After I caught the seizure on tape we found a great neurologist, Dr. Parrish Winesett, who sent us to All Children’s Hospital where they did a series of EEG’s and a Cat Scan. We found out Meghan had a mix of fluid and blood on the brain, Dr. Winesett thought that this may be the cause of Meghan’s seizures and he reffered us to Dr. Tuite, a pediatric neurosurgeon who sent us back to All Children’s for an MRI to get a better look at the fluids on her brain. That was the first time we heard the word “Subdural Tap” our world felt as though it was collapsing I couldn’t fathom the thought that they might have to cut into my three month old daughters head. Luckily Dr. Tuite was a thinker, he felt that the fluid would clear up on it’s own, that there would be no need to do anything invasive.
We went back for a follow up MRI with Dr. Tuite,he told us that the fluid had indeed cleared up on it’s own. Dr. Tuite said that Meghan also had a mild case of Plagiocephaly, “a misshapen (asymmetrical) shape of the head from repeated pressure to the same area of the head. Plagiocephaly literally means “oblique head” (from the Greek words “plagio” for oblique and “cephale” for head”). At first the word startled me but Dr. Tuite told us that it should correct itself by the time Meghan was five and again he was right.
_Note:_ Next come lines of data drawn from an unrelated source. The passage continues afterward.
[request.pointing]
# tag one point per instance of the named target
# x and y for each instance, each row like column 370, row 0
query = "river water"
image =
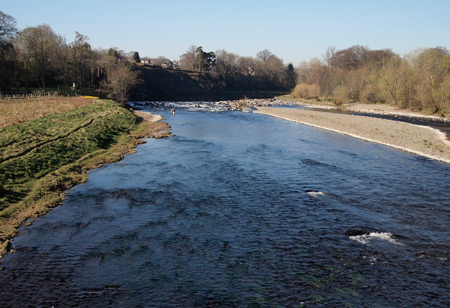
column 242, row 210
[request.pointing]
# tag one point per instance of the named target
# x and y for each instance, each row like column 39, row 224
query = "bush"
column 340, row 95
column 305, row 90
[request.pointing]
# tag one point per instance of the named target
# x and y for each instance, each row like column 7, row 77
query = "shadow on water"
column 242, row 210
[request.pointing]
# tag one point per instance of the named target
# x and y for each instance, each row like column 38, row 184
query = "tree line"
column 418, row 81
column 263, row 72
column 37, row 57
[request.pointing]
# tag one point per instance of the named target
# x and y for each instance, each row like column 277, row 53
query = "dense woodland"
column 37, row 58
column 419, row 81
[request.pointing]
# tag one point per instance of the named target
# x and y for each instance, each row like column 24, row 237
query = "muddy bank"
column 49, row 191
column 420, row 140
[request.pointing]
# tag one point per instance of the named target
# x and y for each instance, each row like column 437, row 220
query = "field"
column 18, row 111
column 41, row 157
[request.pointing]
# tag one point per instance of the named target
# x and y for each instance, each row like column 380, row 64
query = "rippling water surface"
column 243, row 210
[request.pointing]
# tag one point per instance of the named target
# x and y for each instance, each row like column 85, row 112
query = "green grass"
column 40, row 159
column 31, row 150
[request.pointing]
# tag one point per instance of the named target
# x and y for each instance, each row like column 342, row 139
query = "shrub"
column 305, row 90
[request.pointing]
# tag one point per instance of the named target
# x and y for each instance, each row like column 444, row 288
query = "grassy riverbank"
column 43, row 157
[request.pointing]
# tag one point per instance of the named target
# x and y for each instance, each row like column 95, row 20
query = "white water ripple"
column 367, row 238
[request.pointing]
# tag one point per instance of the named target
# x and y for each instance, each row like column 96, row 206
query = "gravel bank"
column 421, row 140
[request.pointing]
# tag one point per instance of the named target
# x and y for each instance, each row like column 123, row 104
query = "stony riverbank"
column 420, row 140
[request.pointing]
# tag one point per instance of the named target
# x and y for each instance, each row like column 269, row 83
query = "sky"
column 294, row 31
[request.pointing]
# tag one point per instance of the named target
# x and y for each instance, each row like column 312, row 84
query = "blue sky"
column 295, row 31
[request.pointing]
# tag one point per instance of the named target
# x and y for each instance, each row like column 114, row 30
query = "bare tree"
column 37, row 46
column 187, row 60
column 120, row 80
column 8, row 29
column 264, row 55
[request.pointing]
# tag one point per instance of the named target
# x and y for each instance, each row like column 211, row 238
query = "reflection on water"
column 243, row 210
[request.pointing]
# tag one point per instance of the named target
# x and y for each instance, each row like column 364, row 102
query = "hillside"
column 160, row 84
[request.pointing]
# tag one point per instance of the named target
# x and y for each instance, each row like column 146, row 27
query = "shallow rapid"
column 241, row 210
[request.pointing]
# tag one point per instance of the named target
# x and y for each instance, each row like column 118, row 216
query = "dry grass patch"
column 21, row 110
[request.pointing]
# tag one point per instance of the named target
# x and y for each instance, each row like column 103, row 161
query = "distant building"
column 146, row 61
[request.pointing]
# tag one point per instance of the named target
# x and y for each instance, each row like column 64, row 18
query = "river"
column 242, row 210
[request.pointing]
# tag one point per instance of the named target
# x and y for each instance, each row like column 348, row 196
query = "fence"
column 13, row 96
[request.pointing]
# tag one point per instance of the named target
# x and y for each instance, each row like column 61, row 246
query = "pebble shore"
column 421, row 140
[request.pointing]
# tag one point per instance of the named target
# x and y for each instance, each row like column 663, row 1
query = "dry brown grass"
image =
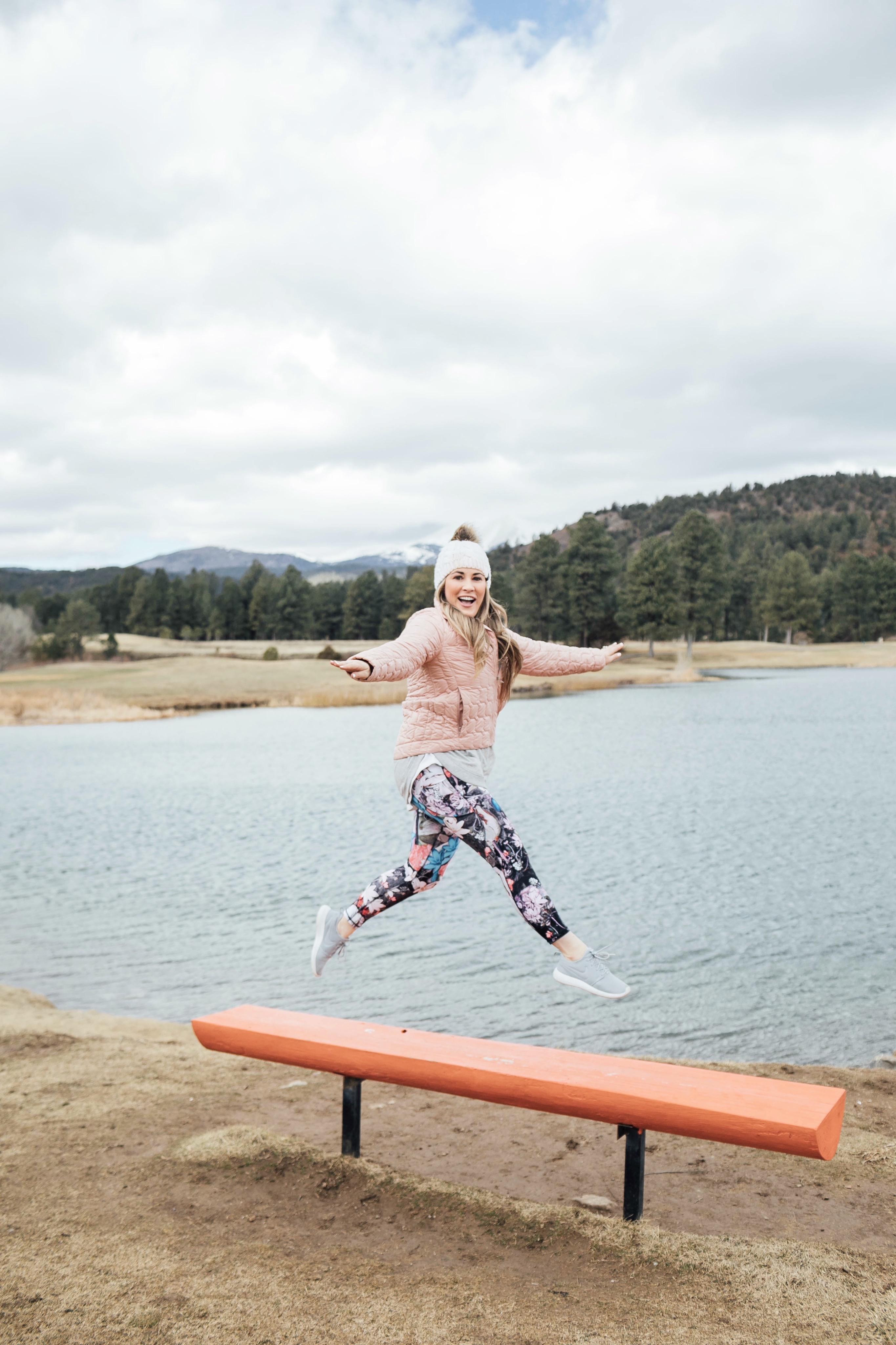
column 197, row 680
column 143, row 1203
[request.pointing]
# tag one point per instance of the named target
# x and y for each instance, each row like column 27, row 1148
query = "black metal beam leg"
column 633, row 1189
column 352, row 1117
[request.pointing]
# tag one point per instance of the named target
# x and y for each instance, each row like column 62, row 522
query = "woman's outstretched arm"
column 543, row 660
column 397, row 660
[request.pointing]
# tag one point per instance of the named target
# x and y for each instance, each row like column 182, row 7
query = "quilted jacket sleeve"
column 416, row 646
column 543, row 660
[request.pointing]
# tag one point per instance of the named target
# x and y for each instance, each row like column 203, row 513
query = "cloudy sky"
column 324, row 276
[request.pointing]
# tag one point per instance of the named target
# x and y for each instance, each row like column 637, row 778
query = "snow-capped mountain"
column 227, row 562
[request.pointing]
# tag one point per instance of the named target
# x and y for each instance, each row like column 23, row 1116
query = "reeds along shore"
column 154, row 1191
column 160, row 678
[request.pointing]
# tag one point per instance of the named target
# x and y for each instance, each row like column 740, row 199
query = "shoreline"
column 151, row 1184
column 155, row 684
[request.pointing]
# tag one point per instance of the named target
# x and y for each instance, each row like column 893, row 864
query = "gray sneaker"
column 593, row 976
column 327, row 939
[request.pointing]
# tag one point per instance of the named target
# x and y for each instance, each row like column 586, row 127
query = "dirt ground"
column 158, row 1192
column 172, row 678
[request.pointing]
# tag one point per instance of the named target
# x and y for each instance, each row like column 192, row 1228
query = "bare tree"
column 17, row 634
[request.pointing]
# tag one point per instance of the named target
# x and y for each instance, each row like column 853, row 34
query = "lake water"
column 734, row 843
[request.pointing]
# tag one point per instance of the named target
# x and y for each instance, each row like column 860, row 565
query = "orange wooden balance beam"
column 637, row 1095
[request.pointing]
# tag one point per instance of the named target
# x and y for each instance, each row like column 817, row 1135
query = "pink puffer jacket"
column 448, row 708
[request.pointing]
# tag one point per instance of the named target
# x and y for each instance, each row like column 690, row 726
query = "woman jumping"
column 461, row 660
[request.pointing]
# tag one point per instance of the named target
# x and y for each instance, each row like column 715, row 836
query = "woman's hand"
column 356, row 669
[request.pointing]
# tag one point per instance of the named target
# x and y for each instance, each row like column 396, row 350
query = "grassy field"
column 158, row 1192
column 156, row 682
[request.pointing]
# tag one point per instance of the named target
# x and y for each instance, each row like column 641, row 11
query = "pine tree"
column 886, row 594
column 703, row 569
column 263, row 607
column 293, row 618
column 363, row 607
column 651, row 607
column 328, row 600
column 541, row 598
column 392, row 622
column 854, row 608
column 792, row 598
column 591, row 564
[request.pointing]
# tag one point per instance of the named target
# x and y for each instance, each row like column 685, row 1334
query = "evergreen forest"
column 812, row 559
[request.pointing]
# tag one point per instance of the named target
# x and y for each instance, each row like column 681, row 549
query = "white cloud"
column 330, row 276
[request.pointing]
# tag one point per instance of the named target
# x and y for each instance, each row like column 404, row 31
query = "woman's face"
column 465, row 591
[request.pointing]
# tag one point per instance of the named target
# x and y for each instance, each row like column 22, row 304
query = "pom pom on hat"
column 463, row 552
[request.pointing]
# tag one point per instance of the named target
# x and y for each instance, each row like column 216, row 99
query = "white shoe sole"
column 319, row 938
column 581, row 985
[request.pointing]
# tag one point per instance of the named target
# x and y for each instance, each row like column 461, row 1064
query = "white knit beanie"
column 463, row 555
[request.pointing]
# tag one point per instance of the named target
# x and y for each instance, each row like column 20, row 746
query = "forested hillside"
column 815, row 556
column 812, row 556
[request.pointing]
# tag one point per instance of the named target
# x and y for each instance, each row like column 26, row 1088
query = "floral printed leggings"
column 449, row 811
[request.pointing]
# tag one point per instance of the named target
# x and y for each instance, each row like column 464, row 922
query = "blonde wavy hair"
column 475, row 630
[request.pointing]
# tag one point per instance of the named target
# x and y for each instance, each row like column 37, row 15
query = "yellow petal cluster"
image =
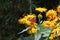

Somewhere in the midst of all this, it was time for Meghan’s immunizations. It may sound silly, but it was really hard for me, I read up on all the shots and was sooo nervous. I had read that you shouldn’t give a child with seizures pertusis and was set on telling the pediatrician that she wouldn’t be having that shot. Between the doctor and my family I was talked into giving her the DTaP which contains pertusis.
Remember I talked about that gut feeling, the motherly instinct, I wish I had been stronger and listened to mine that day because Meghan went from one or two seizures every couple of weeks to eight to twenty a day.